By Lucia Zheng, Neel Guha, Brandon R. Anderson, Peter Henderson, Daniel E. Ho
One of the most recent significant advances in natural language processing (NLP) has been the advent of self-supervised language models like Google’s BERT or OpenAI’s GPT-3. Such models are “pretrained” on a large corpus of general texts — Google Books and Wikipedia articles — resulting in significant gains on a wide range of tasks with much smaller datasets. Researchers have noted that these gains are amplified in specialized domains. In a recent study, a version of BERT, SciBERT, pretrained on scientific papers outperformed both existing approaches and a general-language BERT pretrained on Google Books and Wikipedia on a suite of scientific NLP tasks.
This has piqued the interest of the legal community. Advances in applying NLP models to legal corpora (“Legal NLP”) could alleviate longstanding disparities in access to justice. Puzzlingly however, existing work has noted that pretraining on legal corpora often fails to yield statistically significant improvements. On existing legal benchmarks, law-specific models may appear no better than general language models.

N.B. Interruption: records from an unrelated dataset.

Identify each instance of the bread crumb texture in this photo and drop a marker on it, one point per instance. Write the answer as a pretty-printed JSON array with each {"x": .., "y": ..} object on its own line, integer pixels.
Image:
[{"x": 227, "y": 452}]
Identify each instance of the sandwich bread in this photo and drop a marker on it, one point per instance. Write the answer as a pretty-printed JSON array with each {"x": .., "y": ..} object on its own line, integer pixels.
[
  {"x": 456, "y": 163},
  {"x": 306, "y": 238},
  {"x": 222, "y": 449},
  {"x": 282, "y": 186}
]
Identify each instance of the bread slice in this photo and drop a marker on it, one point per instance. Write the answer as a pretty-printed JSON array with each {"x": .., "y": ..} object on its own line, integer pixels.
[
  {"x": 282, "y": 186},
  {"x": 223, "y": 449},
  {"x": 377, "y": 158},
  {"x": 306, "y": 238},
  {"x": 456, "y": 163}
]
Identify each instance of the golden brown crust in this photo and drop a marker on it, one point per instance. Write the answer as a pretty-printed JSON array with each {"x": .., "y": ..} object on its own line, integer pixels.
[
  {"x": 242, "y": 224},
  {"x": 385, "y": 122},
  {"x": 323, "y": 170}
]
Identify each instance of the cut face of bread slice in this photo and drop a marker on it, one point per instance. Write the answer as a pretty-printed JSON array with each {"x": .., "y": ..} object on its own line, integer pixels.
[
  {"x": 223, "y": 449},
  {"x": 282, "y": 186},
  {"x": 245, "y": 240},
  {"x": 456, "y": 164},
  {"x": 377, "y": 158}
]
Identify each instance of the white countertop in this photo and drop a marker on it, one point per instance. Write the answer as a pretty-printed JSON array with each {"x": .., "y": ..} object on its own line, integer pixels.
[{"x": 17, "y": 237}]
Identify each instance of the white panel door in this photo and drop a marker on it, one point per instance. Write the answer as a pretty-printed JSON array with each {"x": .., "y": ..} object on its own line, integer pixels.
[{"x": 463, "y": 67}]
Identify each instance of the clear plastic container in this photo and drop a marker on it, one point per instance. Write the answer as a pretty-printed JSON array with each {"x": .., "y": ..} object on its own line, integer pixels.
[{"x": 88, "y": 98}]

Our recent paper attempts to explain this phenomenon. In short, we hypothesize that existing legal benchmarks are simply too easy or have relatively low legal domain specificity, and thus fail to capture the benefits of domain specific pretraining. Legal text typically requires specialized legal knowledge to annotate, so it can be costly to construct a large structured dataset for the legal domain; as a result, manual annotation efforts have often been dedicated to the construction of tasks for which methods pre-dating the rise of self-supervised learning already perform well and returns can be guaranteed to offset expenses. To address this gap in large, publicly available legal datasets for U.S law and illustrate the conditions under which domain specific pretraining can help, we developed CaseHOLD — a new dataset comprised of over 53,000+ multiple choice questions to identify the relevant holding of a cited case. We find that a law pretrained model (“Legal-BERT”) outperforms a general corpus BERT model on CaseHOLD, while failing to achieve similar improvements on other benchmarks. Finally, we offer a simple domain specificity metric that correlates with the expected gains of Legal-BERT over BERT. Our findings inform when researchers should engage resource-intensive pretraining and show that Transformer-based architectures, too, learn representations suggestive of distinct legal language.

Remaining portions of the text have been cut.